The final recommendations of the electoral procedures working party, headed by the Home Office minister George Howarth, will be published today. The working party will also suggest that local and European elections should take place on the same polling day to combat voter fatigue.

Mr Straw stressed during Question Time in the Commons that current voting arrangements could "inconvenience families".

He said: "I would also add, as I know it has been a problem in certain polling areas of the West Midlands, that I believe that there is no excuse for returning officers to seek to prevent parents with young children from entering the polling station and having to leave their young children outside the polling stations.

"We need to be doing - particularly against the background of reducing turn-outs - everything we can to encourage people to vote and to make it easier and not harder for people to vote."

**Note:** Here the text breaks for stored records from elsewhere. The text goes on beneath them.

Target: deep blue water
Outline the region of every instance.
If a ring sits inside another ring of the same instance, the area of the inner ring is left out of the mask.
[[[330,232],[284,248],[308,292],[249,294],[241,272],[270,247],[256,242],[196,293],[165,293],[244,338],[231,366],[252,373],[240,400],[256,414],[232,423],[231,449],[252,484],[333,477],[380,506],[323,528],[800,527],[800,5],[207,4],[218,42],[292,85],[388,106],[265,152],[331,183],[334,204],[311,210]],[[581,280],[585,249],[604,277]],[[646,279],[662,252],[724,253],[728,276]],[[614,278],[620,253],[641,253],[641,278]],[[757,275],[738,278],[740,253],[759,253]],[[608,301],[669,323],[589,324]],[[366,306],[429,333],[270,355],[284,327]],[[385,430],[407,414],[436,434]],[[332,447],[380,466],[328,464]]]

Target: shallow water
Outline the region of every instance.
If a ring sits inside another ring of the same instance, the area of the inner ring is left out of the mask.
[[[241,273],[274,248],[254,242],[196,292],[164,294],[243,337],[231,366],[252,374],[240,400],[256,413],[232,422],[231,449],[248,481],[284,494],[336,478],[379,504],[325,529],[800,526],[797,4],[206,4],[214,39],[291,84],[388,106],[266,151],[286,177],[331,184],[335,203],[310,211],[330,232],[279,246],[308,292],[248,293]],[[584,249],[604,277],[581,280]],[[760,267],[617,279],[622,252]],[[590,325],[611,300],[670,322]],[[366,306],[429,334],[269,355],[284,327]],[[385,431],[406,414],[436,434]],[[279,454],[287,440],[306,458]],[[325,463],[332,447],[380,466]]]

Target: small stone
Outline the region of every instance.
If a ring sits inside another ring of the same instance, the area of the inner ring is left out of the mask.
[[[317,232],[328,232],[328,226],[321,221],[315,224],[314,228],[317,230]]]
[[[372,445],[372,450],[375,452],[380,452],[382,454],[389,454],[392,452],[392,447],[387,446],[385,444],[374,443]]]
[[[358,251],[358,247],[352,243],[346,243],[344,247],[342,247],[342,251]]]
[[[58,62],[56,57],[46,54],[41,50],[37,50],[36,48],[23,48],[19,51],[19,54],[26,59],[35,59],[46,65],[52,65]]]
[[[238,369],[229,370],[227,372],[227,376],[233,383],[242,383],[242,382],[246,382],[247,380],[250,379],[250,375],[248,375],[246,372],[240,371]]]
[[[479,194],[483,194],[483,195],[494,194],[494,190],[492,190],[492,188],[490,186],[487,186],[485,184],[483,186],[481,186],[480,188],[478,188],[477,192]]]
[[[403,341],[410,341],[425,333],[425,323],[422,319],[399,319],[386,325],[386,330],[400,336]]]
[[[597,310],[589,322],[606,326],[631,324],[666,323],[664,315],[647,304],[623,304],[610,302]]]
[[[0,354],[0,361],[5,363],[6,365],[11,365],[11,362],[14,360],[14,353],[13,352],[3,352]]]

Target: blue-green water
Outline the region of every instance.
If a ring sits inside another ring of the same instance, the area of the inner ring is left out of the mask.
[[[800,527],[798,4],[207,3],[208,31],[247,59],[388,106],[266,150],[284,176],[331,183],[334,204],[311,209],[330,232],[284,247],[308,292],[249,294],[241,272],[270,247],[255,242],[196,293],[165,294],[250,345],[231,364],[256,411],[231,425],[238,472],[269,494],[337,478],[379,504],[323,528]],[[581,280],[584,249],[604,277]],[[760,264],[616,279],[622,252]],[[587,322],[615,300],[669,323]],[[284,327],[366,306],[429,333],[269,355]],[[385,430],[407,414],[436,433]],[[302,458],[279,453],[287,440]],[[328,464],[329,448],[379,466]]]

Mr Straw said there was "nothing magical" about the use of Thursdays as polling day. "Saturday was used for elections in certain urban districts up until 1974," he said.

But the Home Secretary stressed he would want to ensure any new arrangements would not be open to electoral fraud.

"The transaction involved in voting with a pencil cross on a piece of paper now appears to many people to be very old fashioned, to be inconvenient. Polling stations are not necessarily sited in convenient places.

"I certainly am very keen on seeing an extension of postal voting for almost anybody who wishes it."